There’s a lot of buzz on the concept of Circular Economy these days. It holds promises of creating a world free of waste and capable of keeping its materials in closed loops. The idea is strong, attractive and challenging and it looks like its simplicity is able to mobilise huge interest around the globe. Last week it reached the projection screens of Davos. There it caused excitement and even the announcement of a 4th industrial revolution.
Of course, we should welcome all interest in this field of resource conservation, sustainability and waste management. Nevertheless we need to be realistic in order to protect our politicians, policy-makers and public from disappointments caused by a new, green fata morgana.
Where does the concept come from and where does it lead us to? Let’s try to place its pleasant illusion into some straightforward perspective. As far as I know there is no new breakthrough technology able to do the job of circularity. Neither did I find any news on a major growth in private and public budgets spent on resource recovery nor a spectacular increase in our public awareness on this subject. It’s true; there has been some good progress on waste management and recycling in most developed countries. But at the same time we have to be honest and admit that we pushed away a large part of the tailings of our society towards developing countries and to remote places of our earth. Think for example of the effects of offshoring manufacturing capacity, producing ore-concentrates in desolated mining area’s, open burning of electronic waste on the shores of Africa and shipwrecks ending up on the shores of East-Asian countries.
It’s not hard to conclude that there’s no actual reason to think that we are on the brink of something radical new. The only thing that’s new seems to be the idea of circularity itself.
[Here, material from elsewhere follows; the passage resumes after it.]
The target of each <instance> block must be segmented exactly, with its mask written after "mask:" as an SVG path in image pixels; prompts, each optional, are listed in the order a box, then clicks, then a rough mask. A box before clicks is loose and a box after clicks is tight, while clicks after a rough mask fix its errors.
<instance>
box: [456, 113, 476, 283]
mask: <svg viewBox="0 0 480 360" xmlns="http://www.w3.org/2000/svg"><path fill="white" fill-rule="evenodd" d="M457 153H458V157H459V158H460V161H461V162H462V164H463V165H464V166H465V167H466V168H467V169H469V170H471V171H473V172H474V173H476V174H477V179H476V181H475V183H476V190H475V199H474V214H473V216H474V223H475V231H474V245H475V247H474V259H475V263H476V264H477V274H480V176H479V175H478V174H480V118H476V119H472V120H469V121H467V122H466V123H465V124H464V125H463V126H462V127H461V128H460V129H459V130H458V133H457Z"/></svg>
Its source lies in a (primarily European) fear of being dependent and vulnerable with regard to the provision of basic resources like phosphate and oil and energy in general. It’s geo-politics and there’s nothing green about it.
Circularity itself implies that we will be able to hold our raw materials in an eternal cycle. It promises that our recycle industry will eventually replace the mining industry. This can’t be true. All processes show material losses. In fact: these losses are a fact of life as their existence is ruled by our world’s inevitable journey towards more chaos and dispersion. Only the input of external energy will give us the possibility to reverse this process on a small scale . This may sound a little religious but it’s nothing less than solid physics ruled by the second law of thermodynamics.
Transferring this abstraction into daily life conclusions: a circular economy can only be realised by tapping our sun’s daily energy influx and use this energy to drive our recycle processes. As long as we are using fossil fuels, our “circular” processes will lead to old-school “linear” displacements with emissions somewhere in the oilfields, coal mines, refineries and power stations of this world.
The notion of achievable circularity may be an ideal in both a positive and a negative sense. We need an ideal to push our society forward but at the same time this ideal may distract our attention from the real problems and their solutions. To cope with waste problems in developing countries and cities is one of them and for this purpose we need sound management and basic linear waste treatment facilities like landfills. And if you have seen the apocalyptic waste problems in the mining area’s of this world you will know that the solution for the next decades will not come from circularity but must come from less consumption, new materials, public awareness and higher consumer prices.
Concepts like “circular economy” and “cradle to cradle” have the risk to act as a lightning rod attracting all energy, attention and money and making us look away from reality. It takes the heads of many politicians and some corporate CEO’s into the clouds and makes it a perfect toy for over-active pr-officials, shouting for attention in Davos.
There is no revolution. At least not in our resource/waste cycle. We have no alternative but to work hard on incremental improvements in our recycling processes, support developing countries in reaching sound waste management services, strive for more public awareness and accept higher prices of consumer products. Is the concept of circular economy helpful? I have my doubts. In my opinion the only revolution may come from the energy-turnaround that’s taking place at this moment. Let’s hope our politicians recognise this and learn to deal with expensive CO2 in times of cheap oil.